Many other works followed this one, as for instance: Olympic Games in 1936, The Work Party Congress and Great Germany Congress (for the series “Contemporary History in Stereoscopy”); Vienna: the Kingdom Pearl, German Territories and Images from Wood Life (for the series “World in Stereoscopic Image”) and a series of titles regarding political and historical contemporary events, as Hitler-Mussolini, Führer’s State Visit in Italy, Führer’s Soldiers on Battlefield, Vol.I, Führer’s Soldiers on Battlefield, Vol.
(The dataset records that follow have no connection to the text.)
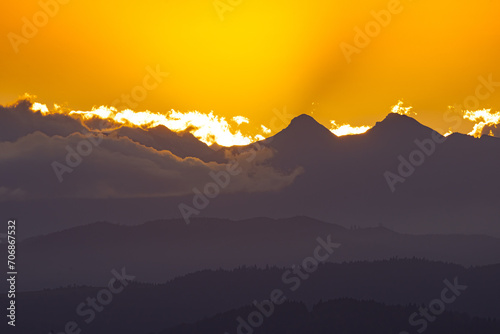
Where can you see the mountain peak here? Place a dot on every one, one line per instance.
(306, 124)
(395, 125)
(303, 131)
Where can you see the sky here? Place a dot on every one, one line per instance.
(343, 61)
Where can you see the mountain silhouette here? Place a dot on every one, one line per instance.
(218, 243)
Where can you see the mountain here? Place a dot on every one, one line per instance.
(145, 308)
(365, 180)
(162, 250)
(338, 316)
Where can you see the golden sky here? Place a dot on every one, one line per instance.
(256, 56)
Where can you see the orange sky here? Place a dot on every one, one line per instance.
(263, 55)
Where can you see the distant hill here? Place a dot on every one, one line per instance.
(145, 308)
(162, 250)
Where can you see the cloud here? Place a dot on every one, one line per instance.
(110, 167)
(485, 121)
(347, 129)
(19, 119)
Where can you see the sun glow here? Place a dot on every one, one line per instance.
(399, 109)
(208, 128)
(347, 129)
(483, 118)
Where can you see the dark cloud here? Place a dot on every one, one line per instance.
(109, 167)
(18, 120)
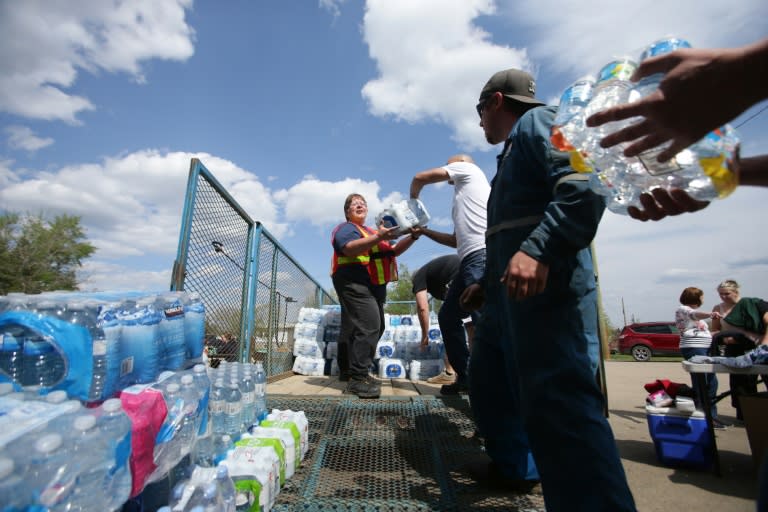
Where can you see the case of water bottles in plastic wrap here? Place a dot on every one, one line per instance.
(702, 170)
(92, 345)
(66, 444)
(316, 337)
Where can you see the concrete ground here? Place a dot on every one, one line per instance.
(656, 488)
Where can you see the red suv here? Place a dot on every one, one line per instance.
(646, 339)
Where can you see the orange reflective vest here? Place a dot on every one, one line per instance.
(380, 259)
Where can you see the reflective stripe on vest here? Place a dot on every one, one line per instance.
(380, 259)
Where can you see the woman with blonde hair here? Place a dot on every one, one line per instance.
(735, 342)
(696, 339)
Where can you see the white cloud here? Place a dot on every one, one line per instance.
(22, 137)
(649, 264)
(321, 203)
(583, 37)
(46, 44)
(425, 49)
(332, 6)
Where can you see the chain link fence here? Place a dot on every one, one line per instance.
(251, 287)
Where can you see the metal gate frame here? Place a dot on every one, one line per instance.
(215, 226)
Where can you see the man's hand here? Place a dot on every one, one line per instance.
(661, 203)
(524, 276)
(472, 298)
(386, 233)
(681, 111)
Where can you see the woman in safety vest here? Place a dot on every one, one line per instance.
(363, 263)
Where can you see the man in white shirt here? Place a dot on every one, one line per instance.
(471, 189)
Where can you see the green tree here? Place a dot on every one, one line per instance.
(38, 255)
(401, 290)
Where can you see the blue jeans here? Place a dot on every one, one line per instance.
(709, 378)
(471, 270)
(533, 384)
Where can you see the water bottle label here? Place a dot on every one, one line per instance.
(218, 406)
(233, 408)
(389, 221)
(579, 92)
(664, 46)
(617, 70)
(126, 366)
(656, 168)
(174, 311)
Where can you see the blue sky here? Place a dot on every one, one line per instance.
(293, 105)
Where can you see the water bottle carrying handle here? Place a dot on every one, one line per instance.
(72, 341)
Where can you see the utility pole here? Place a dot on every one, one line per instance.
(623, 311)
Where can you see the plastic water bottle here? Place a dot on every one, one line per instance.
(613, 87)
(90, 452)
(650, 83)
(569, 121)
(84, 314)
(115, 427)
(222, 443)
(233, 418)
(217, 407)
(11, 357)
(248, 392)
(404, 215)
(170, 450)
(107, 321)
(226, 489)
(140, 346)
(41, 363)
(189, 426)
(205, 498)
(171, 331)
(14, 493)
(260, 393)
(194, 325)
(51, 472)
(203, 387)
(702, 169)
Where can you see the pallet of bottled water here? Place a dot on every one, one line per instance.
(92, 345)
(316, 329)
(58, 455)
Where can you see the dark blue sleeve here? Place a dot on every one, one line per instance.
(345, 234)
(573, 214)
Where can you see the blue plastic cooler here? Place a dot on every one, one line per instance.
(680, 438)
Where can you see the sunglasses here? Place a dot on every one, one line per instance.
(480, 107)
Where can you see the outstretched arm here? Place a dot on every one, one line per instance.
(702, 89)
(661, 203)
(435, 175)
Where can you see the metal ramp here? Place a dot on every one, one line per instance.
(389, 454)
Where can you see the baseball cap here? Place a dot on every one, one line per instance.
(513, 84)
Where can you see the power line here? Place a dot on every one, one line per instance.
(752, 117)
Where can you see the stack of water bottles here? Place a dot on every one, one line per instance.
(57, 455)
(315, 339)
(399, 353)
(403, 215)
(256, 450)
(702, 170)
(92, 345)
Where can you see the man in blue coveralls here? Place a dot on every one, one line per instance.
(533, 365)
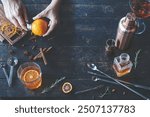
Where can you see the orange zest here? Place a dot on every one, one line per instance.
(39, 27)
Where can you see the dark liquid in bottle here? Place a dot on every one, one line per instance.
(141, 8)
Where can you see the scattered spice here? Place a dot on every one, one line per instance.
(66, 87)
(113, 90)
(11, 52)
(34, 47)
(124, 93)
(31, 57)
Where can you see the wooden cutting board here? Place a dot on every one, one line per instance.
(8, 31)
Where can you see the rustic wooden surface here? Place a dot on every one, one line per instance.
(84, 28)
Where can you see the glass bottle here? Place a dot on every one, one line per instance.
(122, 64)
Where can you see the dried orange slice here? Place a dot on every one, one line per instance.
(30, 75)
(39, 27)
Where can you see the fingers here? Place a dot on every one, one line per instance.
(21, 22)
(38, 16)
(52, 25)
(15, 22)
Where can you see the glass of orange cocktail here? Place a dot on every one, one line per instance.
(30, 75)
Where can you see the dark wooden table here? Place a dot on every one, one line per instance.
(80, 39)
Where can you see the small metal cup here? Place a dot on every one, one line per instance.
(110, 46)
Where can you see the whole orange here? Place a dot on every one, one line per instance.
(39, 27)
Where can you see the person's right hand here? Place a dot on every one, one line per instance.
(15, 11)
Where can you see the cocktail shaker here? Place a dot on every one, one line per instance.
(126, 29)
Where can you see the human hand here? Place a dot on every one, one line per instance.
(15, 11)
(52, 14)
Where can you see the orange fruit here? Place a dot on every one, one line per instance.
(30, 75)
(39, 27)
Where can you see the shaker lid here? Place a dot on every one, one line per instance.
(129, 20)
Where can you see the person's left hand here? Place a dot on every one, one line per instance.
(52, 14)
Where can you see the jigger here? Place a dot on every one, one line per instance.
(12, 61)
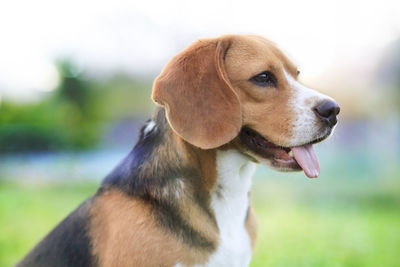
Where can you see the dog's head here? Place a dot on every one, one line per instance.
(243, 88)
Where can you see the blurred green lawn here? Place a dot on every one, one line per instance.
(302, 222)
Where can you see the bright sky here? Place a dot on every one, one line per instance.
(140, 36)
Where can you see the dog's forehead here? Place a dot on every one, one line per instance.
(251, 54)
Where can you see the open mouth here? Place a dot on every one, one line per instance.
(288, 158)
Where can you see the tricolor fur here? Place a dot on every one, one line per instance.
(182, 195)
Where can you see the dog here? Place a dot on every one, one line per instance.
(182, 195)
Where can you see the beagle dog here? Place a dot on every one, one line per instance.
(182, 195)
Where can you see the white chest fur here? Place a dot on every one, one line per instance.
(230, 203)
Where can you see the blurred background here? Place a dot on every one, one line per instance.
(75, 85)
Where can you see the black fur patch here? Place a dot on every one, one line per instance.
(134, 177)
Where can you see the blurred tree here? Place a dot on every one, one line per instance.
(74, 116)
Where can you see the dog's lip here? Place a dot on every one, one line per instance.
(282, 157)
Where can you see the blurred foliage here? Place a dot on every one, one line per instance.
(302, 222)
(74, 115)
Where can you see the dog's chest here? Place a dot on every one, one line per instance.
(230, 203)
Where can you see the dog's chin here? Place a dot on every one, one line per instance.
(277, 157)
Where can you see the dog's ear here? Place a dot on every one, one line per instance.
(200, 103)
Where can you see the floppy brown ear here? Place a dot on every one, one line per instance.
(199, 101)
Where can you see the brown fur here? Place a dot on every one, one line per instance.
(207, 96)
(198, 97)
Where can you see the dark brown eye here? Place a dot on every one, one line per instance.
(265, 79)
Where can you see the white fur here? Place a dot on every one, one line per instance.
(305, 124)
(230, 205)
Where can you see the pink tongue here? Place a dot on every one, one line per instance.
(307, 159)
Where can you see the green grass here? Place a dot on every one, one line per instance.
(302, 222)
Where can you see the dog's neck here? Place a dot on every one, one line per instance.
(162, 161)
(186, 184)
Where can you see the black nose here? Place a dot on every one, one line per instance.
(328, 111)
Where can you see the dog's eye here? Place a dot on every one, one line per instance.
(266, 79)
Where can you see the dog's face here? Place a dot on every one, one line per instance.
(243, 88)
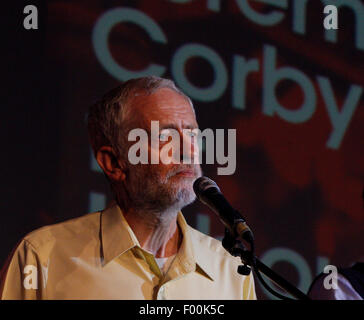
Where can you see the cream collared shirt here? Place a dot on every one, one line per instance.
(97, 256)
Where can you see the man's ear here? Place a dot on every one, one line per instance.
(108, 162)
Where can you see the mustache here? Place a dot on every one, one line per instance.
(183, 168)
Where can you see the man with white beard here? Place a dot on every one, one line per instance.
(140, 247)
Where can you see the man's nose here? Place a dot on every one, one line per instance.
(188, 148)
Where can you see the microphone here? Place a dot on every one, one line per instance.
(209, 193)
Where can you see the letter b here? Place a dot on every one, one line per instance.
(272, 76)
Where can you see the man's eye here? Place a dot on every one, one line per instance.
(163, 136)
(191, 134)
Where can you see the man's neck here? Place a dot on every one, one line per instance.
(157, 233)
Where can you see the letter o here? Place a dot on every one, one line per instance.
(220, 82)
(274, 255)
(100, 35)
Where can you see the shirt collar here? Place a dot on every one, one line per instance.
(117, 237)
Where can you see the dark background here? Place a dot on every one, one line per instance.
(302, 199)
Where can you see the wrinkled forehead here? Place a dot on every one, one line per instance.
(164, 105)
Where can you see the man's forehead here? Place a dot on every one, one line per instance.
(164, 105)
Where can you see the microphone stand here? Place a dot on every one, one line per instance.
(237, 248)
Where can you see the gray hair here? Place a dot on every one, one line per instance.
(108, 118)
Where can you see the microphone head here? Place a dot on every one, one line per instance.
(202, 184)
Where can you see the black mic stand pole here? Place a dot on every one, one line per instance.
(237, 248)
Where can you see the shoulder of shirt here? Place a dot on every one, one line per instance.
(87, 225)
(211, 244)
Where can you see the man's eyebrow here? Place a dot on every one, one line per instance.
(173, 126)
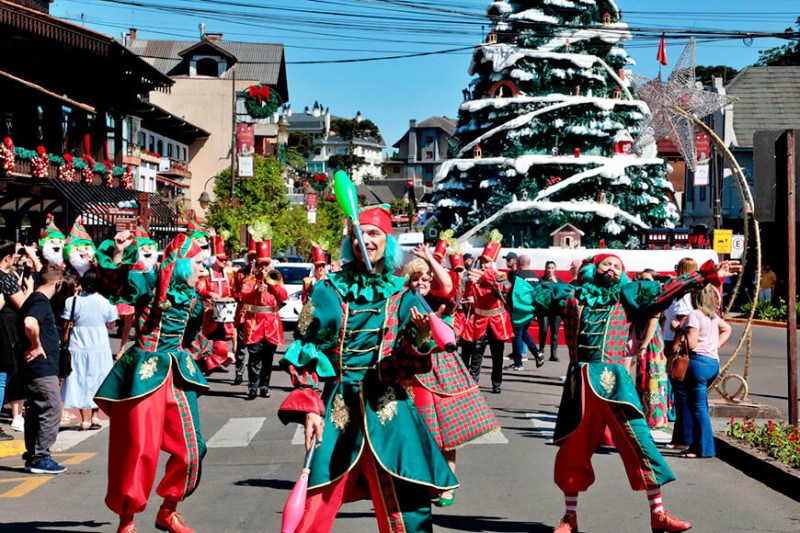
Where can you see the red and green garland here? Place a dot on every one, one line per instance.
(260, 101)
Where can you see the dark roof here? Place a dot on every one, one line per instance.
(384, 191)
(448, 125)
(263, 62)
(769, 99)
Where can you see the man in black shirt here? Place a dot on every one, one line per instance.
(41, 345)
(523, 274)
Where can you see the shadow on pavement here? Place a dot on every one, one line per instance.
(55, 526)
(489, 523)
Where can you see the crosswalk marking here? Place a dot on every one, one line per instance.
(299, 438)
(545, 423)
(237, 432)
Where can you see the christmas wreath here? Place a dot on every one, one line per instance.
(319, 182)
(260, 101)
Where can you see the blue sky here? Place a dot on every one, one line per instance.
(392, 92)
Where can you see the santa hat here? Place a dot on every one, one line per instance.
(218, 247)
(78, 236)
(441, 247)
(50, 232)
(492, 249)
(599, 258)
(181, 247)
(318, 254)
(263, 251)
(379, 216)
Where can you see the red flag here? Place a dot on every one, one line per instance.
(662, 51)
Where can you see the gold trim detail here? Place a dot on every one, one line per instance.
(148, 368)
(608, 380)
(340, 413)
(387, 406)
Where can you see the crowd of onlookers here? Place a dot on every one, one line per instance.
(54, 349)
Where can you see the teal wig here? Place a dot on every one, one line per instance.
(392, 257)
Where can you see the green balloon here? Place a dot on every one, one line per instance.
(346, 194)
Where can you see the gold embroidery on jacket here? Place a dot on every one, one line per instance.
(148, 368)
(607, 380)
(387, 406)
(340, 413)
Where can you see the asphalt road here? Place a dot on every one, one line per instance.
(506, 482)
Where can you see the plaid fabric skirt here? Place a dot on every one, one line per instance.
(451, 403)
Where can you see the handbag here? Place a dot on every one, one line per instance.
(64, 355)
(678, 363)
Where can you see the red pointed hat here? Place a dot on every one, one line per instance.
(263, 251)
(599, 258)
(379, 216)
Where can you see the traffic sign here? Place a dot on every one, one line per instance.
(723, 240)
(737, 247)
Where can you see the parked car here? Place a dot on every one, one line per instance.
(293, 274)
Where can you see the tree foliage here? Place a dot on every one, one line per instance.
(787, 55)
(263, 197)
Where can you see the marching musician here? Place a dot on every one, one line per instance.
(262, 294)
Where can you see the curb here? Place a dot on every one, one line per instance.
(759, 466)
II (for the series “Great events in Stereoscopy”), that were precisely the subjects in consequence of which Otto Schönstein had a lot of problems at the end of the war, when he had to defend himself from the accusation of pro-Nazism.

Today examining his works and documents we know about the great conditioning that he had to suffer as publisher from Heinrich Hoffmann, official photographer of the Reich and power-broker of the Party, as well as his sleeping partner in the management of the publishing house, so much that we can deem inevitable for his enterprise the publishing of political propaganda volumes.

In any case and besides the published titles, the whole work of Otto Schönstein essentially proves his impassioned interest towards stereo photographic art, due to whose pursuit he inevitably didn’t renounce to compromises, but always facing the consequences, also with the crash of most of his publishing activities.

Antonello Satta (Translation from Italian to English by Ilaria Manzini)



Each image title is the original.
On the contrary, all the attached texts to images are taken from: Martin Gilbert, The Second World War, A complete History, Herry Holt and Company, Inc., New York, 1989.